Monday, May 17, 2010

Deflation, For the Win


Given the massive printing of money by everyone from Ben Bernanke, the Europeans, and just about every region in the world, it would seem like an obvious assumption that massive inflation is about to hit.

It probably will hit eventually. But for now, deflation is still winning out.

As former chief Merrill Lynch economist David Rosenberg writes in his newsletter of today, there are 11 reasons that deflation is the primary trend:

• Credit is contracting.

• Wage rates are stagnating.

•Money supply growth is vanishing

•The U.S. dollar is strong.

•Commodities have peaked.

•U.S. home prices are rolling over … again.

•Lumber prices tumbling (down nearly 17% from April 2010 highs)

•Wal-Mart is cutting prices on 10,000 items.

•Home Depot just cut prices on flowers, fertilizers, lawn equipment and outdoor furniture.

•Taco Bell is offering two dollar combo meals.

•The April U.S. retail sales report

The Pragmatic Capitalist agrees that a strong dollar shows deflation:

The surging dollar is a clear sign that inflation is not the concern of global investors. This is almost a sure sign that deflation is once again gripping the global economy and should be setting off red flags for equity investors around the world.

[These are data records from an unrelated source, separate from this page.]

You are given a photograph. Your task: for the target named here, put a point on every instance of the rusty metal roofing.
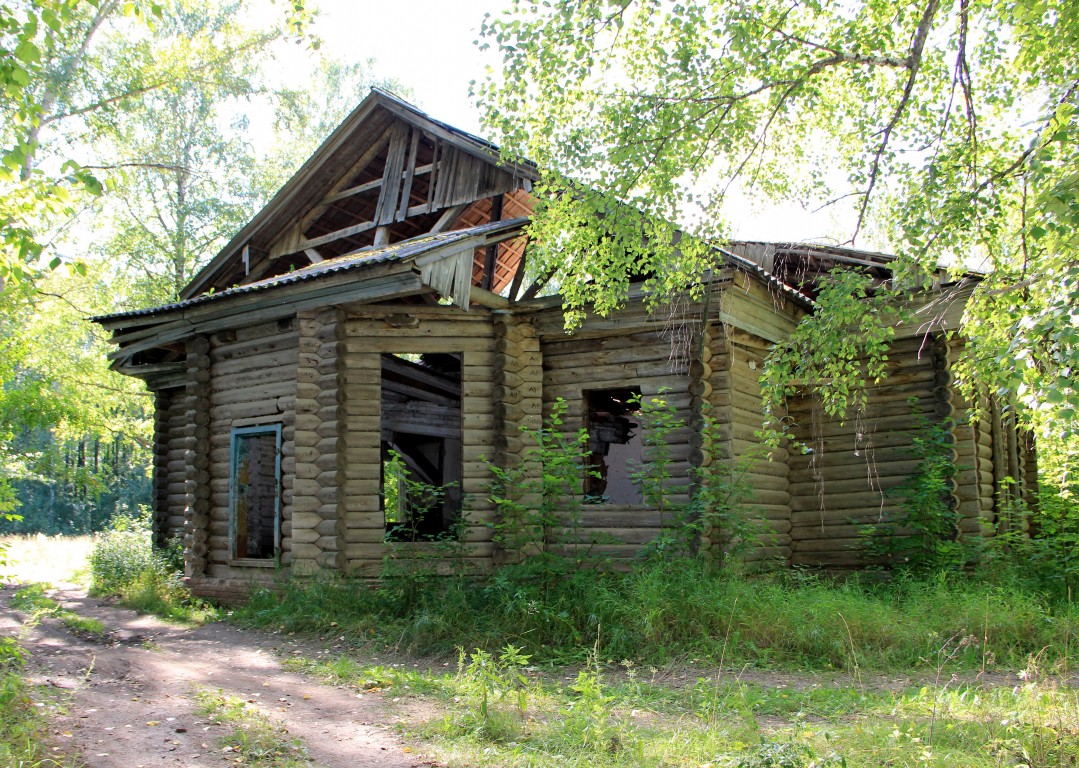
(358, 260)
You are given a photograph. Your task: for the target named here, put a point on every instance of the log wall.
(251, 374)
(844, 479)
(737, 360)
(632, 356)
(316, 528)
(518, 406)
(196, 458)
(169, 465)
(366, 336)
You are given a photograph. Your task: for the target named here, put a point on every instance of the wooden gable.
(388, 174)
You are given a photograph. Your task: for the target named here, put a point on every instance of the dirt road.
(133, 693)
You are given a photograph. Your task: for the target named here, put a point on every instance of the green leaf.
(27, 52)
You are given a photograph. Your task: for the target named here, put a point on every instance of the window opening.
(615, 448)
(255, 492)
(421, 446)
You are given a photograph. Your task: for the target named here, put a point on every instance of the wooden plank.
(386, 207)
(409, 174)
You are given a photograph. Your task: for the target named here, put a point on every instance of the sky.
(428, 45)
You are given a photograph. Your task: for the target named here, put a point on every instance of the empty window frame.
(421, 446)
(614, 446)
(255, 493)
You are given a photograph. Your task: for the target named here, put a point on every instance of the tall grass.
(123, 563)
(684, 611)
(45, 559)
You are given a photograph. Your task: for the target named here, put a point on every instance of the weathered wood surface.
(253, 372)
(599, 359)
(849, 475)
(364, 338)
(737, 360)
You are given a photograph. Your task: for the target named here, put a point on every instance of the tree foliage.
(946, 128)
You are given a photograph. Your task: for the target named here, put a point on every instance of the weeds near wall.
(713, 507)
(123, 562)
(924, 534)
(538, 503)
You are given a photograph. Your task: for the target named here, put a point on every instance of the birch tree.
(950, 127)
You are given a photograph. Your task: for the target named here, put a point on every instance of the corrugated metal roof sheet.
(358, 260)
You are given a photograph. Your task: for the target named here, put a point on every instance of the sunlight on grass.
(255, 740)
(50, 559)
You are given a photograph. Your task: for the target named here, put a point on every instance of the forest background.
(946, 131)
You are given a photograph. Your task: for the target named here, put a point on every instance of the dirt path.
(133, 702)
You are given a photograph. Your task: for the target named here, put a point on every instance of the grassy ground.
(46, 559)
(497, 711)
(674, 664)
(677, 612)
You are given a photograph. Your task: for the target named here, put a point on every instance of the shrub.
(124, 563)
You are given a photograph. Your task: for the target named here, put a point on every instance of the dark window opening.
(255, 492)
(421, 446)
(614, 444)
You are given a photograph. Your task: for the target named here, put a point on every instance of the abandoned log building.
(378, 307)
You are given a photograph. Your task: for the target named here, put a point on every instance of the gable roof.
(364, 132)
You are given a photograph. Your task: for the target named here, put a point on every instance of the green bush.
(684, 608)
(123, 562)
(118, 559)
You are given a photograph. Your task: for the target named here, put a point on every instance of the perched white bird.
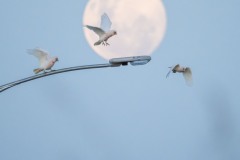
(46, 62)
(104, 32)
(186, 71)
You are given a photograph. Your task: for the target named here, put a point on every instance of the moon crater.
(140, 26)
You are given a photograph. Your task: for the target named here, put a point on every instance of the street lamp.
(115, 62)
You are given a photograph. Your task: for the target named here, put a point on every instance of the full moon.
(140, 26)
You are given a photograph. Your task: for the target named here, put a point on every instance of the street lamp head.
(135, 60)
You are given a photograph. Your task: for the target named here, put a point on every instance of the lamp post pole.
(115, 62)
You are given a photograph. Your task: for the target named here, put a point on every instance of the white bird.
(186, 71)
(104, 32)
(46, 62)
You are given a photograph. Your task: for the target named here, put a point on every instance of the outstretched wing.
(187, 74)
(42, 55)
(96, 30)
(105, 22)
(172, 69)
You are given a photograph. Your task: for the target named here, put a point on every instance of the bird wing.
(171, 70)
(42, 55)
(105, 22)
(97, 30)
(176, 67)
(187, 74)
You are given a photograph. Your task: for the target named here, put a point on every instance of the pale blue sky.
(127, 112)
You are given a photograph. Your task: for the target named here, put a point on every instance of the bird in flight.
(186, 71)
(46, 62)
(104, 32)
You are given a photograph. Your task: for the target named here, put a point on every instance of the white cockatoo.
(186, 71)
(104, 32)
(46, 62)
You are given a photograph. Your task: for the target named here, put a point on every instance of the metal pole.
(12, 84)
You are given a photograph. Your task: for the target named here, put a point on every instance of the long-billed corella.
(104, 32)
(186, 71)
(46, 62)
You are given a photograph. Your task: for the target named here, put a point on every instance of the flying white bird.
(46, 62)
(186, 71)
(104, 32)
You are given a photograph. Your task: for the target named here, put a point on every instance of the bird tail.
(37, 70)
(97, 43)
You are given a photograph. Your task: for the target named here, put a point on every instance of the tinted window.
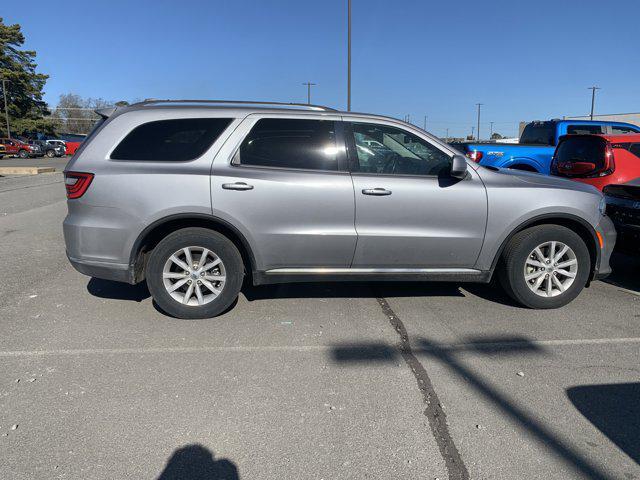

The recent action in the dollar is eerily reminiscent of the peak worries in the credit crisis when deflation appeared to be taking a death grip on the global economy and demand for dollars was extremely high. The recent 16% rally in the dollar is a sign that investors are once again worried about the continuing problem of debt around the world and they’re reaching for the safety of the world’s reserve currency – the dollar. As asset prices decline and bond yields collapse this is a clear sign that inflation is not the near-term concern, but rather that the debt based deflationary trends continue to dominate global economic trends.

This is exactly the kind of market action we saw leading up to Lehman Brothers. In 2008 the dollar rallied as signs of deflation began to sprout up. This was an instant red flag for anyone who understood the deflationary forces at work (and a total surprise for the inflationistas). The dollar ultimately rallied 26% from peak to trough. Coincidentally, the dollar had rallied 16% from trough to peak just prior to the Lehman collapse when the dollar surge accelerated.